Fast forward three years into the future. To now. I absorbed the book in a couple days. I couldn’t put it down. What changed? Me. I’ve had my ups and downs in the corporate world since the first time I tried to read Player Piano. I now understand the cut-throat world of office politics, but also the fulfillment of a job well-done and the structure of a set schedule.
I’ve seen my job begin to be phased out by automation software, so the story of a working force displaced by machines really hits home. But what really kept me turning the pages was the career of the protagonist, Paul Proteus, one of the few people left with a stable job after machines replace humans in almost every part of society. What really drives the novel is Paul’s identity crises as he tries to decide if he wants to go for a promotion or give it all up to follow his ideals.
Despite the fact that it was written in 1952, and the technology sometimes feels dated (audio is always recorded on cassettes, and computers use physical cards to record data), Player Piano is a terrifyingly relevant story that brings to life a future that we have already stepped foot in.

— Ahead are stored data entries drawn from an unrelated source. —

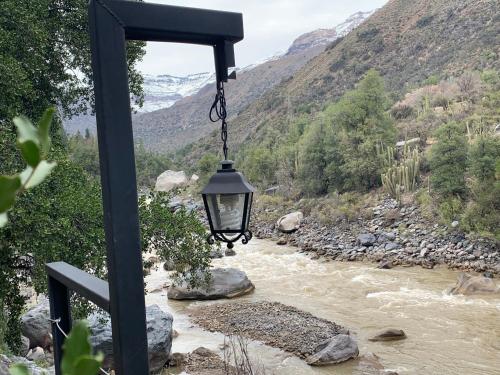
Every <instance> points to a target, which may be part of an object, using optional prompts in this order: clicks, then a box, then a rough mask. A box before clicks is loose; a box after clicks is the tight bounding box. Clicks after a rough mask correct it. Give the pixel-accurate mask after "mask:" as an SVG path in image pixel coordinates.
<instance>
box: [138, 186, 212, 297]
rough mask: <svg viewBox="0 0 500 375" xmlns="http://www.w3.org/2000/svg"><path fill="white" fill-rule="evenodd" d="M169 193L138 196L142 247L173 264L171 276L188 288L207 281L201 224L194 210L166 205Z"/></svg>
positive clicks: (202, 284)
mask: <svg viewBox="0 0 500 375" xmlns="http://www.w3.org/2000/svg"><path fill="white" fill-rule="evenodd" d="M170 198H171V195H169V194H167V193H163V192H159V193H151V194H149V195H144V196H142V197H140V198H139V210H140V211H139V212H140V220H141V238H142V248H143V249H144V250H146V251H155V252H156V254H157V255H158V256H159V257H160V258H161V259H162V260H163V261H165V262H169V263H171V264H172V265H173V266H174V269H175V271H176V272H175V278H176V279H177V280H180V279H184V280H186V281H187V282H188V284H189V285H190V286H191V287H197V286H201V285H203V284H205V283H206V282H208V281H209V278H210V274H209V273H208V272H207V271H208V269H209V267H210V262H211V258H210V252H211V250H212V246H211V245H209V244H208V242H207V241H206V238H207V233H206V229H205V226H204V225H203V223H202V222H201V221H200V220H199V219H198V217H197V215H196V213H195V212H190V211H188V210H186V209H185V208H184V207H181V208H179V209H177V210H176V211H175V212H174V211H173V210H171V209H170V208H169V202H170Z"/></svg>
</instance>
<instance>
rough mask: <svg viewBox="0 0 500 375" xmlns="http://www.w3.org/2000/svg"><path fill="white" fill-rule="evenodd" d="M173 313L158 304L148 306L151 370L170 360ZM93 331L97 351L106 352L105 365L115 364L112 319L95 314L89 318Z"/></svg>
mask: <svg viewBox="0 0 500 375" xmlns="http://www.w3.org/2000/svg"><path fill="white" fill-rule="evenodd" d="M173 319H174V318H173V317H172V315H171V314H169V313H167V312H165V311H163V310H161V309H160V308H159V307H158V305H151V306H148V307H147V308H146V325H147V333H148V355H149V371H150V372H157V371H159V370H161V369H162V368H163V367H164V366H165V364H166V363H167V361H168V358H169V356H170V350H171V348H172V321H173ZM89 327H90V331H91V332H92V336H91V338H90V341H91V343H92V346H93V348H94V350H95V351H96V352H99V351H101V352H102V353H104V356H105V357H104V363H103V365H104V367H106V368H110V367H112V366H113V339H112V334H111V321H110V320H109V318H107V317H102V316H100V315H97V314H94V315H92V316H91V317H90V318H89Z"/></svg>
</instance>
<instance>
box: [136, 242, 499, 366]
mask: <svg viewBox="0 0 500 375" xmlns="http://www.w3.org/2000/svg"><path fill="white" fill-rule="evenodd" d="M235 250H236V252H237V255H236V256H234V257H224V258H222V259H216V260H214V261H213V265H214V266H215V267H235V268H239V269H242V270H244V271H245V272H246V273H247V275H248V277H249V278H250V280H252V282H253V283H254V284H255V291H254V292H253V293H251V294H249V295H247V296H244V297H240V298H238V301H261V300H268V301H278V302H281V303H284V304H287V305H292V306H295V307H297V308H299V309H302V310H305V311H308V312H311V313H312V314H314V315H316V316H318V317H321V318H325V319H328V320H332V321H334V322H336V323H338V324H341V325H343V326H344V327H346V328H348V329H350V331H351V333H352V334H353V335H354V336H355V337H356V338H357V341H358V345H359V350H360V354H363V353H367V352H373V353H375V354H377V355H378V356H379V357H380V361H381V363H382V364H383V365H384V366H385V367H386V368H387V369H391V370H394V371H397V372H398V373H399V374H422V375H424V374H431V375H434V374H436V375H445V374H450V375H451V374H453V375H476V374H477V375H479V374H482V375H483V374H484V375H486V374H488V375H493V374H500V297H499V296H498V295H496V296H475V297H465V296H450V295H448V294H446V290H447V289H448V288H449V287H451V286H453V285H454V284H455V282H456V279H457V276H458V272H455V271H450V270H448V269H445V268H435V269H433V270H427V269H422V268H419V267H413V268H402V267H400V268H394V269H391V270H380V269H377V268H376V267H375V266H374V264H368V263H360V262H353V263H341V262H334V261H331V262H327V261H325V260H312V259H310V258H309V257H308V256H307V255H305V254H301V253H298V252H297V249H296V248H293V247H288V246H278V245H276V244H275V243H273V242H271V241H267V240H258V239H253V240H252V241H250V243H249V244H248V245H236V246H235ZM167 279H168V276H167V273H166V272H165V271H164V270H163V269H161V268H160V269H159V270H157V271H153V273H152V274H151V275H150V276H148V277H147V278H146V281H147V282H148V289H149V290H152V289H154V288H156V287H159V286H161V285H163V284H165V282H166V281H167ZM146 302H147V304H153V303H156V304H158V305H159V306H160V307H161V308H163V309H164V310H166V311H169V312H170V313H172V314H173V316H174V329H176V330H177V331H178V332H179V337H177V338H176V339H174V341H173V346H172V351H173V352H189V351H192V350H193V349H195V348H197V347H199V346H205V347H207V348H209V349H213V350H216V351H218V350H219V346H220V345H221V344H222V343H223V341H224V338H223V336H222V335H221V334H217V333H211V332H207V331H204V330H202V329H201V328H199V327H197V326H194V325H193V324H192V323H191V322H190V320H189V317H188V315H187V314H188V313H189V309H190V308H192V307H193V306H200V305H201V304H206V303H214V302H180V301H169V300H168V299H167V296H166V290H163V291H161V292H155V293H149V294H148V295H147V296H146ZM217 302H218V303H220V302H221V301H217ZM222 302H225V303H231V300H227V301H222ZM384 328H398V329H403V330H404V331H405V332H406V334H407V336H408V338H407V339H406V340H402V341H393V342H385V343H384V342H370V341H368V338H369V337H370V336H371V335H373V334H374V333H376V332H377V331H378V330H380V329H384ZM250 352H251V354H252V355H253V357H254V358H256V359H257V360H258V361H259V362H261V363H262V364H263V365H264V366H265V367H266V368H267V369H268V370H269V372H270V373H272V374H276V375H302V374H338V375H344V374H345V375H347V374H351V373H352V371H353V368H354V367H355V365H356V361H349V362H346V363H344V364H340V365H336V366H329V367H323V368H318V367H310V366H308V365H306V364H305V362H303V361H301V360H299V359H298V358H296V357H294V356H290V355H289V354H287V353H285V352H283V351H281V350H278V349H274V348H270V347H268V346H265V345H263V344H260V343H258V342H251V343H250Z"/></svg>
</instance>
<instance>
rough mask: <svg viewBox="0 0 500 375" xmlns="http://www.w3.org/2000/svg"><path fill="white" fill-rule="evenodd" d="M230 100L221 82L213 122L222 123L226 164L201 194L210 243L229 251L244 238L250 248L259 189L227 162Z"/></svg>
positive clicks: (209, 183)
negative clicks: (256, 188)
mask: <svg viewBox="0 0 500 375" xmlns="http://www.w3.org/2000/svg"><path fill="white" fill-rule="evenodd" d="M226 116H227V112H226V98H225V95H224V83H223V80H220V81H219V78H217V94H216V95H215V100H214V102H213V104H212V107H211V108H210V116H209V117H210V120H211V121H212V122H216V121H218V120H221V122H222V127H221V139H222V142H223V146H222V152H223V153H224V160H223V161H222V162H221V164H222V167H221V169H218V170H217V173H216V174H214V175H213V176H212V177H211V178H210V180H209V181H208V184H207V186H205V188H204V189H203V191H202V192H201V195H202V196H203V202H204V203H205V210H206V211H207V218H208V223H209V225H210V232H211V234H210V236H209V237H208V239H207V240H208V242H209V243H214V241H221V242H226V243H227V247H228V249H232V248H233V246H234V245H233V243H234V242H236V241H238V240H239V239H240V238H241V237H243V239H242V240H241V242H242V243H243V244H247V243H248V241H250V240H251V239H252V232H250V230H249V229H248V225H249V224H250V211H251V208H252V199H253V193H254V191H255V189H254V188H253V186H252V185H250V184H249V183H248V182H247V180H246V179H245V177H244V176H243V175H242V174H241V173H240V172H237V171H236V170H235V169H234V168H233V162H232V161H231V160H227V150H228V147H227V122H226Z"/></svg>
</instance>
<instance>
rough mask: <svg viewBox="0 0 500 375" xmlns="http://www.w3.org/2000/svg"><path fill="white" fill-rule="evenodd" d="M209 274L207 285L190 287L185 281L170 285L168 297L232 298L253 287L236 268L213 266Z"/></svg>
mask: <svg viewBox="0 0 500 375" xmlns="http://www.w3.org/2000/svg"><path fill="white" fill-rule="evenodd" d="M210 275H211V279H210V284H209V285H208V286H202V287H198V288H190V287H189V285H188V283H187V282H185V281H182V282H181V283H180V284H179V285H172V286H170V287H169V288H168V294H167V295H168V298H170V299H178V300H183V299H188V300H211V299H221V298H234V297H239V296H242V295H244V294H247V293H249V292H251V291H252V290H253V289H254V288H255V287H254V285H253V284H252V282H251V281H250V280H249V279H248V277H247V275H246V273H245V272H243V271H240V270H238V269H236V268H214V269H211V270H210Z"/></svg>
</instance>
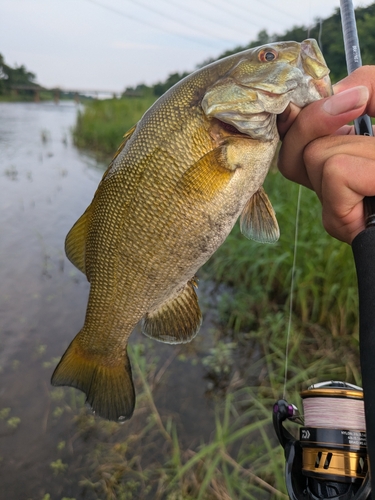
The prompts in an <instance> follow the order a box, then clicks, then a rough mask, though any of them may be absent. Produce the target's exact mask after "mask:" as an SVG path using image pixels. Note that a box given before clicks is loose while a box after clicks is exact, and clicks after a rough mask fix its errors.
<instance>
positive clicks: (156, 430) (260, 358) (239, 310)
mask: <svg viewBox="0 0 375 500" xmlns="http://www.w3.org/2000/svg"><path fill="white" fill-rule="evenodd" d="M356 12H357V23H358V29H359V36H360V39H361V43H363V44H362V55H363V61H364V63H365V64H371V63H372V64H373V63H375V55H374V52H373V50H372V49H373V42H372V40H373V36H374V35H373V33H374V32H375V29H374V28H375V4H374V5H371V6H369V7H367V8H364V9H357V11H356ZM321 25H322V29H321V28H320V26H321ZM309 31H310V34H309V36H311V37H313V38H317V39H318V38H319V36H320V38H321V41H322V45H323V52H324V54H325V57H326V59H327V64H328V66H329V67H331V70H332V76H333V81H337V80H338V79H340V78H342V77H343V76H344V75H345V73H346V67H345V60H344V52H343V46H342V40H341V38H340V36H341V35H340V34H341V27H340V16H339V13H338V11H337V12H336V13H335V14H334V15H333V16H331V17H330V18H329V19H327V20H324V22H322V23H321V22H317V25H316V26H314V27H312V28H311V29H310V30H309ZM306 32H307V29H306V27H296V28H293V30H290V31H288V32H287V33H285V34H284V35H282V36H278V37H276V36H269V35H268V34H267V33H266V32H261V33H259V36H258V40H256V41H254V42H252V43H251V44H249V47H251V46H256V45H260V44H264V43H267V42H269V41H274V40H276V39H277V40H300V41H301V40H303V39H305V38H306ZM244 48H246V47H238V48H237V49H236V50H235V51H233V52H237V51H239V50H242V49H244ZM230 53H232V52H227V53H225V54H223V55H222V56H223V57H224V56H226V55H229V54H230ZM0 62H1V61H0ZM0 66H1V64H0ZM182 76H184V75H178V74H175V75H170V77H169V79H168V80H167V81H166V82H164V83H160V84H157V85H155V86H154V87H152V88H149V87H146V86H137V87H136V88H134V89H133V88H132V89H126V91H125V92H128V94H129V93H132V92H133V96H132V97H130V95H128V96H124V97H122V98H121V99H109V100H103V101H99V100H95V101H90V102H87V104H86V105H85V106H84V108H83V110H82V111H79V114H78V119H77V124H76V127H75V129H74V130H73V137H74V141H75V144H76V145H77V146H78V147H80V148H83V149H85V150H87V151H90V152H94V153H95V154H100V156H101V157H103V156H104V157H105V158H109V160H110V157H111V156H113V154H114V153H115V151H116V149H117V147H118V146H119V145H120V143H121V141H122V136H123V135H124V133H125V132H126V131H127V130H128V129H129V128H131V127H132V126H133V125H134V124H135V123H136V122H137V121H138V120H139V118H140V117H141V116H142V114H143V113H144V112H145V111H146V110H147V109H148V108H149V106H150V105H151V104H152V102H153V101H154V100H155V99H156V98H157V97H158V95H161V94H162V93H163V92H164V91H166V90H168V88H169V87H170V86H171V85H170V84H174V83H176V81H178V80H179V79H180V77H182ZM0 83H1V81H0ZM3 83H4V82H3ZM137 93H138V95H137ZM0 94H1V91H0ZM3 97H4V94H3ZM1 99H2V98H1V95H0V100H1ZM109 160H108V161H109ZM264 187H265V190H266V192H267V194H268V196H269V198H270V200H271V202H272V204H273V206H274V208H275V211H276V214H277V218H278V221H279V225H280V230H281V237H280V240H279V241H278V242H277V243H276V244H274V245H266V244H264V245H262V244H259V243H256V242H252V241H249V240H247V239H246V238H245V237H243V236H242V235H241V234H240V231H239V227H238V224H237V225H236V226H235V228H234V229H233V231H232V233H231V234H230V235H229V237H228V238H227V240H226V241H225V243H224V244H223V245H222V246H221V247H220V249H219V250H218V251H217V252H216V253H215V254H214V255H213V257H212V258H211V259H210V260H209V261H208V262H207V264H206V265H205V266H204V267H203V268H202V269H201V270H200V272H199V278H200V282H201V284H200V288H203V289H204V284H205V283H213V284H214V285H213V289H212V291H211V292H210V293H209V294H208V297H205V296H203V299H204V300H206V302H207V303H208V304H204V316H205V317H206V315H207V314H208V312H209V310H210V307H211V308H212V307H213V306H212V302H211V299H212V298H214V302H213V303H214V304H215V306H214V307H215V312H216V313H217V316H218V318H217V320H215V322H214V326H213V327H212V328H211V329H210V333H209V335H206V337H209V339H208V341H207V339H205V340H204V341H203V340H202V336H200V335H198V336H197V338H196V340H194V342H192V344H191V345H186V346H184V347H183V349H180V350H179V348H175V347H173V346H172V347H171V352H173V356H174V357H175V359H176V360H178V363H182V364H183V363H184V364H185V366H186V371H188V370H189V369H193V368H194V367H196V366H197V364H198V365H199V366H200V367H201V369H203V371H204V373H205V376H204V380H203V379H202V385H203V386H204V385H206V386H207V391H206V396H207V398H208V399H209V400H210V401H211V403H212V402H213V403H212V404H213V405H214V407H215V408H216V412H215V415H216V417H215V419H214V421H215V425H214V426H213V428H212V432H211V435H210V437H209V438H207V439H203V438H201V437H200V436H199V437H198V438H197V439H196V440H195V441H193V442H189V441H187V439H186V437H185V434H184V428H183V427H182V425H181V422H180V420H179V418H178V414H176V413H171V412H170V413H168V411H166V410H165V409H164V408H163V406H162V404H160V405H159V404H158V402H157V401H156V399H157V396H156V394H158V395H159V397H160V394H161V393H162V392H163V384H164V382H163V380H164V379H163V376H164V377H166V376H167V372H168V370H167V368H168V366H169V363H171V361H170V360H169V358H168V359H167V360H166V361H164V362H160V360H158V359H157V358H156V357H155V354H154V353H153V349H152V342H151V344H150V343H149V341H148V340H147V339H144V340H143V342H142V343H137V342H136V341H134V342H131V344H130V347H129V351H130V358H131V363H132V366H133V371H134V379H135V385H136V390H137V406H136V410H135V415H134V416H133V418H132V419H131V420H130V421H129V422H127V423H125V425H121V426H120V425H118V424H115V423H112V422H106V421H103V420H99V419H96V418H95V417H94V416H93V415H91V414H90V412H88V411H87V409H85V408H82V406H83V404H84V395H83V394H81V393H78V392H77V391H76V390H74V389H71V388H67V389H63V388H55V389H52V390H51V413H52V414H53V416H54V418H56V419H58V418H61V419H64V421H65V422H66V421H67V420H68V421H69V419H70V420H72V419H74V426H75V432H74V435H73V437H72V438H71V440H70V441H69V443H65V441H61V443H59V446H58V448H57V451H56V460H54V461H53V462H51V470H52V471H53V474H54V475H56V476H58V477H60V478H61V479H62V478H63V477H64V475H68V474H69V473H70V472H71V475H70V476H69V482H70V483H72V481H74V480H75V479H77V484H78V485H79V486H77V488H78V487H80V488H82V491H83V492H84V494H85V498H86V495H87V498H95V499H101V500H104V499H105V500H114V499H117V500H130V499H140V498H141V499H155V500H164V499H165V500H193V499H194V500H233V499H251V500H263V499H264V500H268V499H275V500H278V499H287V495H286V489H285V484H284V467H285V463H284V456H283V450H282V448H281V446H279V444H278V442H277V439H276V436H275V434H274V431H273V428H272V407H273V404H274V403H275V402H276V401H277V400H278V399H280V398H281V397H282V395H283V393H284V394H285V398H286V399H287V400H288V401H289V402H290V403H294V404H297V406H300V404H301V403H300V397H299V393H300V392H301V390H304V389H306V388H307V387H308V386H309V385H310V384H312V383H316V382H321V381H324V380H345V381H347V382H351V383H354V384H356V385H361V379H360V369H359V352H358V351H359V338H358V317H357V310H358V299H357V281H356V273H355V268H354V262H353V257H352V253H351V248H350V246H349V245H346V244H344V243H340V242H339V241H337V240H334V239H333V238H331V237H330V236H329V235H327V234H326V232H325V231H324V229H323V226H322V224H321V207H320V204H319V201H318V199H317V197H316V196H315V194H314V193H313V192H311V191H309V190H307V189H305V188H299V186H297V185H296V184H293V183H291V182H289V181H287V180H286V179H284V178H283V177H282V176H281V175H280V174H279V173H278V171H277V168H276V163H275V162H274V164H273V166H272V168H271V171H270V173H269V174H268V176H267V179H266V181H265V186H264ZM299 190H301V191H300V196H301V208H300V213H299V225H298V239H297V247H296V248H297V250H296V251H297V255H296V268H295V288H294V294H293V308H292V321H291V325H292V326H291V331H290V343H289V353H288V356H287V361H288V370H287V377H286V380H284V373H285V363H286V343H287V332H288V322H289V309H290V301H291V275H292V269H293V258H294V252H295V231H296V207H297V200H298V197H299ZM203 295H204V293H203ZM210 303H211V305H210ZM207 343H208V345H207ZM55 363H56V360H51V361H48V362H45V363H44V365H45V368H47V369H51V366H54V365H55ZM183 383H184V381H183V379H181V384H183ZM181 411H183V410H181ZM73 415H76V416H75V417H73ZM1 418H2V417H1V415H0V419H1ZM4 418H5V417H4ZM196 418H197V419H200V420H202V419H204V416H202V415H197V416H196ZM290 430H291V432H294V434H295V435H296V437H297V430H298V427H297V426H292V427H291V429H290ZM73 449H74V450H75V451H74V454H73V451H72V450H73ZM73 455H74V457H73ZM77 456H78V457H79V468H78V469H77V471H76V470H72V469H73V468H72V467H71V466H70V465H69V463H70V462H73V463H76V462H77V458H76V457H77ZM80 471H84V477H83V476H82V475H80ZM78 476H79V477H78ZM66 480H68V479H66ZM49 499H50V495H49V494H48V493H46V494H45V496H44V498H43V500H49Z"/></svg>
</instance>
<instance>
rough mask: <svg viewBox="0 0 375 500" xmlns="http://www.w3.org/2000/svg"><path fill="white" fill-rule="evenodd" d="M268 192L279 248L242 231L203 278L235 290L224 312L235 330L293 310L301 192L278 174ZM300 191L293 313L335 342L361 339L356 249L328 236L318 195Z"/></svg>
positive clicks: (226, 295) (230, 323)
mask: <svg viewBox="0 0 375 500" xmlns="http://www.w3.org/2000/svg"><path fill="white" fill-rule="evenodd" d="M265 189H266V192H267V193H268V195H269V198H270V200H271V202H272V204H273V206H274V208H275V210H276V213H277V218H278V221H279V225H280V230H281V237H280V240H279V241H278V242H277V243H276V244H274V245H263V244H259V243H257V242H253V241H249V240H247V239H246V238H245V237H244V236H242V235H241V233H240V231H239V227H238V225H237V226H236V227H235V228H234V230H233V231H232V233H231V234H230V235H229V237H228V238H227V240H226V242H225V243H224V244H223V245H222V246H221V248H219V249H218V250H217V252H216V253H215V254H214V255H213V257H212V258H211V259H210V261H209V262H208V263H207V264H206V266H205V267H204V269H203V276H206V277H209V278H213V279H215V280H216V281H218V282H221V283H227V284H228V285H229V286H230V287H231V290H230V293H228V294H227V295H225V296H223V299H222V303H221V310H222V312H223V313H224V316H226V318H227V321H228V323H229V324H230V325H231V326H232V327H233V328H235V329H236V330H241V329H243V328H247V327H249V326H250V325H251V324H252V322H254V321H257V320H259V318H261V317H262V314H263V311H264V310H265V309H267V308H269V307H270V306H272V307H273V308H274V310H275V311H276V310H282V311H286V310H288V306H289V300H290V286H291V273H292V264H293V255H294V251H295V245H294V235H295V225H296V207H297V197H298V189H299V187H298V186H297V185H295V184H292V183H290V182H289V181H287V180H286V179H284V178H283V177H282V176H281V174H280V173H279V172H277V171H276V170H275V169H273V170H272V171H271V172H270V173H269V174H268V177H267V179H266V182H265ZM301 189H302V194H301V207H300V218H299V228H298V229H299V232H298V241H297V248H296V251H297V259H296V270H295V297H294V304H295V308H294V311H295V313H296V314H297V315H298V317H299V318H300V319H301V320H302V321H303V322H305V323H316V324H319V325H320V326H323V327H326V328H327V329H328V330H329V331H330V334H332V335H334V336H337V335H344V334H349V335H351V334H353V333H354V334H355V335H356V334H357V333H358V324H357V307H358V304H357V281H356V273H355V267H354V261H353V257H352V252H351V248H350V246H349V245H347V244H345V243H341V242H339V241H337V240H335V239H334V238H331V237H330V236H329V235H328V234H327V233H326V232H325V231H324V228H323V226H322V223H321V206H320V203H319V201H318V199H317V197H316V195H315V193H313V192H312V191H310V190H308V189H306V188H301Z"/></svg>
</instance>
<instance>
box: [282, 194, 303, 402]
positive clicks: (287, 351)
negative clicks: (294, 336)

Though Vonnegut hadn’t established his voice yet, Player Piano is a great work of literature reminiscent of other satirical dystopian masterpieces. Vonnegut acknowledged that he “cheerfully ripped off the plot of Brave New World,” and it’s easy to see the similarities, but his story is a fresh one, with a wealth of insight to offer us more than half a century later. This is now one of my favorite Vonnegut novels (And I’ve read most of them). It belongs on the shelf alongside Brave New World (We), Fahrenheit 451, and 1984.